Florian Gmeiner: At the Lego Group, we have a mission: we want our products to inspire children, the builders of tomorrow, and foster their development through inventive play and the learning that comes from this. And, of course, we use our insights into how children play to come up with new sets and entire play worlds. One example of this is what experts refer to as fluid play: play that seamlessly transitions between reality and the digital world as one creative unit.
Is that why you have integrated augmented reality (AR) technology (superimposing digital content onto real images) into the new series?
F. G.: Precisely. Our specially developed AR app brings constructed models virtually to life on the smartphone screen. In this way, children get to play in both the physical and digital worlds at the same time. With LEGO Hidden Side, we are therefore emulating the natural way in which children play. Nowadays, they move in both worlds without differentiating between digital and tactile play. This fluid play experience is precisely what we are now offering them with LEGO Hidden Side, developed by our LEGO team.
The Spielwarenmesse’s international TrendCommittee recently identified the Digital goes Physical theme as one of the most important trends in the industry. Are you not swimming against the tide with Hidden Side?

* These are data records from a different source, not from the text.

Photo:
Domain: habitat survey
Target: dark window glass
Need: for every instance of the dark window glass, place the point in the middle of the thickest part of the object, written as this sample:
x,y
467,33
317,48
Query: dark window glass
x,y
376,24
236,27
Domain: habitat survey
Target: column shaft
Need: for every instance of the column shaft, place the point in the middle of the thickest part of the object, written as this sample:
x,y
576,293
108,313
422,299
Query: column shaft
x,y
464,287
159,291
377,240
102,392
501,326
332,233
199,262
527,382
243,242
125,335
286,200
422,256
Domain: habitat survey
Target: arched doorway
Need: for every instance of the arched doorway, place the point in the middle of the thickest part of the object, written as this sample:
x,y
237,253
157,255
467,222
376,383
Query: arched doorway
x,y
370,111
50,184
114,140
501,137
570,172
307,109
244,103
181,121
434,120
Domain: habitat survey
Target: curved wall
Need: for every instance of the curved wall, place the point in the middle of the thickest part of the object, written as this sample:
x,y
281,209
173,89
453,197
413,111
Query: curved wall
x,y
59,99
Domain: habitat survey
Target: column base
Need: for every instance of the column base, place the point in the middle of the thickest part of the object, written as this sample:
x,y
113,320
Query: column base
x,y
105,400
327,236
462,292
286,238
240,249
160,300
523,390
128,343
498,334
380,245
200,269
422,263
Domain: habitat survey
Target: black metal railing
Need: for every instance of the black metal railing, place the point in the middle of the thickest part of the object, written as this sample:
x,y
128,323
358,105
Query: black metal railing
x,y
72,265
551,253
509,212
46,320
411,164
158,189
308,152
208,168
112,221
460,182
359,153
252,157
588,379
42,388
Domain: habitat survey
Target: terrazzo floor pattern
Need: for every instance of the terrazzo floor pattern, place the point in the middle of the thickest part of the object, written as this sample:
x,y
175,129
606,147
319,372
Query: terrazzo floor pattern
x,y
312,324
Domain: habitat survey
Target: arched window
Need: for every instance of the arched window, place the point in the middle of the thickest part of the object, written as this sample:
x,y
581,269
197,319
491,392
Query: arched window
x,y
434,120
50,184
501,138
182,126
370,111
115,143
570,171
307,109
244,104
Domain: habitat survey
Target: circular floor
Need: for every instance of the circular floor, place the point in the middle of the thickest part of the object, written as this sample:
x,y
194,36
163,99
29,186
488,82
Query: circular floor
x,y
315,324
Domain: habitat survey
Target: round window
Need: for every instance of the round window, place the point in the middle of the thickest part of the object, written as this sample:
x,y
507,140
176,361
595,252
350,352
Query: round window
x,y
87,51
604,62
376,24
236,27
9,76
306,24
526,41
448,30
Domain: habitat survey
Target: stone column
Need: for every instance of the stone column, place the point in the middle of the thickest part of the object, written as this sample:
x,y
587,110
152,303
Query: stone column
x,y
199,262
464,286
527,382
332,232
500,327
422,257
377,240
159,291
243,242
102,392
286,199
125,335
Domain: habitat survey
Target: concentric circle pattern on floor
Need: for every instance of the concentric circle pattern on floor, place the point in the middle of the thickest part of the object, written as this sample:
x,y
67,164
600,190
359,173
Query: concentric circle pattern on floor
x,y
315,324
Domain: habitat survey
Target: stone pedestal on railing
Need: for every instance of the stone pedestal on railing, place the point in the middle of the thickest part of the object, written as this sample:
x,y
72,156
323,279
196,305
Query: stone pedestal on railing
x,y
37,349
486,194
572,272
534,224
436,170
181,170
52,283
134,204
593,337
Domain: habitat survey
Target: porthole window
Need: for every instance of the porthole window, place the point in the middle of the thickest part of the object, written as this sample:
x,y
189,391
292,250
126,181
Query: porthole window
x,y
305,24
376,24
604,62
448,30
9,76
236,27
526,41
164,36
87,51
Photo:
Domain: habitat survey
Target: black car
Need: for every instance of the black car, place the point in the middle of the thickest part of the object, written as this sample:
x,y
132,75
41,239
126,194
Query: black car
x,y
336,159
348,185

F. G.: This is not comparing like with like. After all, LEGO Hidden Side is not about transferring content to a new format, but connecting two worlds: the AR component enhances the tactile building experience without replacing it. All LEGO Hidden Side adventures take place in the fictitious city of Newbury, which looks like a very normal city at first glance with buildings built in the usual way. Its hidden side is revealed when it is viewed via a smartphone app and children can engage with the digital play component.